Artwork depicting a supermassive black hole with a hot, luminous accretion disk. Credit: Robin Dienel, courtesy of the Carnegie Institution for Science

A quasar is an active galaxy, where the supermassive black hole in its core is actively eating matter around it. As the matter piles up in a disk around the hole before it falls in, friction heats it to ridiculously high temperatures, causing it to glow fiercely. This disk is so luminous it can easily outshine all the stars in the galaxy, and these disks are the most powerful continuous sources of energy in the Universe.

A spectrum — breaking the light up into hundreds or thousands of individual colors — can tell you a lot about an object. For example, as material whirls around the black hole we see the color of the light from it both red and blueshifted (material on one side heads away from us, and on the other side toward us). The amount of this shift tells us the mass of the black hole, which is 1.5 billion times the Sun's mass, a huge number. Only one other quasar is known this far from us, J1342+0908, and its black hole is only about half this massive.

CosmoView Episode 6: Pōniuāʻena, the second most distant quasar ever discovered.

Also, as the Universe expands, distant objects appear to move away from us, imparting a redshift on the light that can tell us how far away it is. In this case, the wavelengths have redshifted by a factor of 8.5 (due to the math of this, we say it has a redshift of 7.5; a redshift of 0 is here, in the local Universe, a redshift of 1 is where the wavelengths have doubled, and so on), which means it is very far away. It's not quite as far as J1342+0908, but its black hole is way bigger.

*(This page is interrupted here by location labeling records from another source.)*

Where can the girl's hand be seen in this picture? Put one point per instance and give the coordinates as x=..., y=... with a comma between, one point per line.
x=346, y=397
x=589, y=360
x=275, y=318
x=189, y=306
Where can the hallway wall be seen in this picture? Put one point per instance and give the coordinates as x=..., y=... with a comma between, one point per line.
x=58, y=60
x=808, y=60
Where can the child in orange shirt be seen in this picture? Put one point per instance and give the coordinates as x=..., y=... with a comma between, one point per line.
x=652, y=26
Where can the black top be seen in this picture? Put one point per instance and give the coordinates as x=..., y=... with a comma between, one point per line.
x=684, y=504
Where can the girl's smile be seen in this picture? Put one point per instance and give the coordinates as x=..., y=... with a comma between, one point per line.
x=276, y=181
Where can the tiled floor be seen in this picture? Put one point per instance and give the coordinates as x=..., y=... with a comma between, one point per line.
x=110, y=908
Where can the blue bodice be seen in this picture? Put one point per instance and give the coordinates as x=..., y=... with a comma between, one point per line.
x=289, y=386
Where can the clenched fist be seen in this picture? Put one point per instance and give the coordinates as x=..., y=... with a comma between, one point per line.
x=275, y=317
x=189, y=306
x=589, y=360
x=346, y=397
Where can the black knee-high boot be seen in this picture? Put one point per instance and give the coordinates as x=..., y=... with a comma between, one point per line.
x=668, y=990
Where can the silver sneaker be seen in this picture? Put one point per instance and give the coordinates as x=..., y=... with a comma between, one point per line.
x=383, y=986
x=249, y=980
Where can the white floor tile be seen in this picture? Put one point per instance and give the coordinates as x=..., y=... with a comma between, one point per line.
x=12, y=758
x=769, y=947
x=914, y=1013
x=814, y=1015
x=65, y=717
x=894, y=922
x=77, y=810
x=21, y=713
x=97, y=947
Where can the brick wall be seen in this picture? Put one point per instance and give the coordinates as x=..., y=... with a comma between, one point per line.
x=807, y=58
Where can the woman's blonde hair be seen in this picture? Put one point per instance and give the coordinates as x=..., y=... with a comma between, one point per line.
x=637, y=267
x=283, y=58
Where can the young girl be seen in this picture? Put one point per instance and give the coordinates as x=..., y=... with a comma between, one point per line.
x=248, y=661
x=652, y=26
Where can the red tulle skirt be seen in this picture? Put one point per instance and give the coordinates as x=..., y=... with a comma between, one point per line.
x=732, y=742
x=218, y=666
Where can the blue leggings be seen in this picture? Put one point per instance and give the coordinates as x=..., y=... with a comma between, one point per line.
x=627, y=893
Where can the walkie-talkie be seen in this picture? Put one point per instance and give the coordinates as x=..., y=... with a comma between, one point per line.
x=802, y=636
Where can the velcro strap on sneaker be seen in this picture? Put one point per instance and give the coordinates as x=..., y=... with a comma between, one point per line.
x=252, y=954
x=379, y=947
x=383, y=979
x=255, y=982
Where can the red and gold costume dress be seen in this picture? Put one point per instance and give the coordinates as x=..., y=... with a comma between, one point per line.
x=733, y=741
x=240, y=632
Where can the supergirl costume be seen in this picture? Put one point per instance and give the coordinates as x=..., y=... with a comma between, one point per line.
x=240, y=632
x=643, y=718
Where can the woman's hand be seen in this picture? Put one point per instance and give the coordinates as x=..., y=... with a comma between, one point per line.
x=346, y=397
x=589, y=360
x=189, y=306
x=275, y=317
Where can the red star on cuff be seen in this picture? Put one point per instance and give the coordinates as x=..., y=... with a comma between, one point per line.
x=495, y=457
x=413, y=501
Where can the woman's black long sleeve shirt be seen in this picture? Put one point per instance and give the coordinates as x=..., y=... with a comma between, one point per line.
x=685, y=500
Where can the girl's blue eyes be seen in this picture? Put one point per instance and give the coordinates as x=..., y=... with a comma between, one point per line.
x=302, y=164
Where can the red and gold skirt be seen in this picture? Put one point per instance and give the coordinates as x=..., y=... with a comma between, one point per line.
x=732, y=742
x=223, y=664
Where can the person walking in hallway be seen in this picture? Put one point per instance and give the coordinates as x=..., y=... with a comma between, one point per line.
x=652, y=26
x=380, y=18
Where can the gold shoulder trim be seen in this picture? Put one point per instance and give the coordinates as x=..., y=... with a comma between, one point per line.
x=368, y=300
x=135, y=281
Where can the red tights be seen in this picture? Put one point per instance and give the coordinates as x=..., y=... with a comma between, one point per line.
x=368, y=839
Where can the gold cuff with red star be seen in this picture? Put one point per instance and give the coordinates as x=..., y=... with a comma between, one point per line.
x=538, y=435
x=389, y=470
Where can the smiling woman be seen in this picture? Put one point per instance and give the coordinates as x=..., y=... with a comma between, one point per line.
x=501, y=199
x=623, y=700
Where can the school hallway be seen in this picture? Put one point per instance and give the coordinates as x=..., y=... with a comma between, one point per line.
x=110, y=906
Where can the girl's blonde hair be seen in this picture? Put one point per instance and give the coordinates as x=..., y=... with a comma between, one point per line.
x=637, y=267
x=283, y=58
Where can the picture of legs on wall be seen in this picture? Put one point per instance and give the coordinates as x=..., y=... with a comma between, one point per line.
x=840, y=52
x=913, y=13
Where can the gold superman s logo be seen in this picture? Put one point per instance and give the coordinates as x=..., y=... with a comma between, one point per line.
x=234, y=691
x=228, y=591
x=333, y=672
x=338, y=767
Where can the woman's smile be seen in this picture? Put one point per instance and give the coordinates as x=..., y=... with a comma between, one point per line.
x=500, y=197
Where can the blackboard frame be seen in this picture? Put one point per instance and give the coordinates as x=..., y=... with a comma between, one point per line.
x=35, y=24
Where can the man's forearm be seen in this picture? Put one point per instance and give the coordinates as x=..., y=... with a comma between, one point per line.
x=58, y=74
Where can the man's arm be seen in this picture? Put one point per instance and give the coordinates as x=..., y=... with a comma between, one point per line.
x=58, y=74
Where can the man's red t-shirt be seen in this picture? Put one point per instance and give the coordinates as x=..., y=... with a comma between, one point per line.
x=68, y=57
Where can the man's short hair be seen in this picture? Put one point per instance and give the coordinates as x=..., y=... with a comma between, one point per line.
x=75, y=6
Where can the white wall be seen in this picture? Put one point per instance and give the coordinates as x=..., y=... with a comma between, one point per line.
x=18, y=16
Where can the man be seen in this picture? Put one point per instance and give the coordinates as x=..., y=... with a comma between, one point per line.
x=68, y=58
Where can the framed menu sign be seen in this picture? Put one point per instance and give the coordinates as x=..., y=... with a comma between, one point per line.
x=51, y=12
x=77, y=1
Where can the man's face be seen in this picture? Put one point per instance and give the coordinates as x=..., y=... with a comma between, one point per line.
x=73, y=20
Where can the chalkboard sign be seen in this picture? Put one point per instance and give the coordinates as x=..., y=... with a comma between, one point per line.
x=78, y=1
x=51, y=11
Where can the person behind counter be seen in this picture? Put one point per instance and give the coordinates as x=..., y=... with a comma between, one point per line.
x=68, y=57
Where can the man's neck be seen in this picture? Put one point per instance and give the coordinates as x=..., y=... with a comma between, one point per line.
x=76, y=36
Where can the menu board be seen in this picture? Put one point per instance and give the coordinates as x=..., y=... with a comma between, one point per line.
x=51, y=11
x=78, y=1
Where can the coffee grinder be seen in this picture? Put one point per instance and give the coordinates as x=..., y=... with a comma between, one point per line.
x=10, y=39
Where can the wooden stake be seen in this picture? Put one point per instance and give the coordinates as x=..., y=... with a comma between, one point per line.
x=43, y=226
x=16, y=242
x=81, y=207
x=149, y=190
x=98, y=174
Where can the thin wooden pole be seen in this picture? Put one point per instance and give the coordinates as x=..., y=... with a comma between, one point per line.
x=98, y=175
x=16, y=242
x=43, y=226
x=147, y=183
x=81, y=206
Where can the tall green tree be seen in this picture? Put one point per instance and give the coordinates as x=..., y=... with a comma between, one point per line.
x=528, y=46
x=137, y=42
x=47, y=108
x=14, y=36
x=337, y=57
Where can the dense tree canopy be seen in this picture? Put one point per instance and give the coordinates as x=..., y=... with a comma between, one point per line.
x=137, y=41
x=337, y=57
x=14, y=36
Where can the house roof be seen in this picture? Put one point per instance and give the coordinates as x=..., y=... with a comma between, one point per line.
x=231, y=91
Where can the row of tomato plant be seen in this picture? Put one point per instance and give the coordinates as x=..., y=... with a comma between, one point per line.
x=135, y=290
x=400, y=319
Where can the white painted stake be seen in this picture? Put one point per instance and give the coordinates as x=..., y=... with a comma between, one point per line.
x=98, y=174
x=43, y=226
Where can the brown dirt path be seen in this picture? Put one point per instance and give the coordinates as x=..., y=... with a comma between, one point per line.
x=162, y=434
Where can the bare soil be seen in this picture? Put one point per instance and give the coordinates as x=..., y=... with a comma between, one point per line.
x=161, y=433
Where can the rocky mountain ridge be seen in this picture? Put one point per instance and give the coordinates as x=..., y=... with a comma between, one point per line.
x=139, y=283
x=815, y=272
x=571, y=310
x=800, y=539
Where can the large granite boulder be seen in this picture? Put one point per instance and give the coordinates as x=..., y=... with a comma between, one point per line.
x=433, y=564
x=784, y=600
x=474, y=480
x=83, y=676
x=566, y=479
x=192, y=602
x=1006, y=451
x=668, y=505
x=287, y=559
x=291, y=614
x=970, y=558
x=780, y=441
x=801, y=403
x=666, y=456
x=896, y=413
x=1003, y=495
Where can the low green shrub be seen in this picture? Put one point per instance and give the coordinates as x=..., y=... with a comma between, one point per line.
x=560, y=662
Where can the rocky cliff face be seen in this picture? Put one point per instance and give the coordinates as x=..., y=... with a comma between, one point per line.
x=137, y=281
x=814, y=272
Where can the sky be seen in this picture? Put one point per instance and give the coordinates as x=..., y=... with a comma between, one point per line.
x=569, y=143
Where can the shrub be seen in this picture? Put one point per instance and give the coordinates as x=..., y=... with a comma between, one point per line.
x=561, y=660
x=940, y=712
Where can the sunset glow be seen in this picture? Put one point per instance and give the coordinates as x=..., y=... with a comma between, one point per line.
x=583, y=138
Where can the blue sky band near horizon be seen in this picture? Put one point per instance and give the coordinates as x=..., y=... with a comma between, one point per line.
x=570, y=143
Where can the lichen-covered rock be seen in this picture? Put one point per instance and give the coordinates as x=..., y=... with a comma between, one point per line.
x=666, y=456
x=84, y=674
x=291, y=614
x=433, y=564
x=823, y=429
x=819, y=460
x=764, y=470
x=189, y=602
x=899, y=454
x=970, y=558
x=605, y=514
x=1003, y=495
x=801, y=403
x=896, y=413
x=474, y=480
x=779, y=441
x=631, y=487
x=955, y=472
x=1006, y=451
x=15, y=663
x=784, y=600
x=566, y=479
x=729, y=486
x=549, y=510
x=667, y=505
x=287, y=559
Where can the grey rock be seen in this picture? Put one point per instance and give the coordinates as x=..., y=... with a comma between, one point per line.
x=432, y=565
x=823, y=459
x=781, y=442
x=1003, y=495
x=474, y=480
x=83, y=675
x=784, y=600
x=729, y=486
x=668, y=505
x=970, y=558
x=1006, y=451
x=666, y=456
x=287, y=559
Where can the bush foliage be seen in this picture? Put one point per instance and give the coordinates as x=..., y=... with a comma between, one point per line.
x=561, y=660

And that's the problem. The Universe is only 13.8 billion years old, which means this black hole grew huge fast. Like, really quickly, much more quickly then current theories think is possible.

This has been a recurring problem with distant galaxies. One solution to this is that they can grow more quickly then we suppose. That's possible, though difficult. If too much gas flows into them, the huge amount of energy generate by the heat tends to blow gas away, choking off the flow. There are ways around this, a little, using things like magnetic fields and such, but it's still hard to get enough matter falling in.

Another idea is that they started off relatively big. Supermassive black holes get their start from smaller seed black holes, ones with a mere (!) ten or hundred thousand times the Sun's mass. If the seed starts off bigger, that helps. Or maybe a bunch of them can form separately and fall together to merge, though that's rather difficult to do as well.

artwork of a black hole accretion disk

For Pōniuā'ena's black hole to get to the swollen 1.5 billion solar masses in just 800 million years after the Big Bang, it would have to have started as a seed with 10,000 solar masses 100 million years after the Big Bang (or one of 300,000 solar masses 275 million years after the Bang). That still implies a lot of growth. It's not clear how this can happen in detail, though a lot of ideas have been published.

And that's the beauty of this observation. It's not a record breaker per se, but it's another piece of data astronomers can use to figure out what's going on way out there at the edge of the observable Universe.

We really don't have a firm grasp on what's happening (well, what happened) at this epoch in the young Universe (go here and search for the word "reionization"), and every galaxy we find is another light shining — literally — on the possible answers.


*Last week I wrote about a much more massive black hole, but it was located at 12.5 billion light years from Earth. This one is 500 million light years farther away yet, which is significant at these distances; the young Universe changed rapidly, and finding them at even a little bit more remote a location is important.


The name was given as part of a program called A Hua He Inoa, linking traditional Hawaiian language and astronomy, which is a pretty cool idea.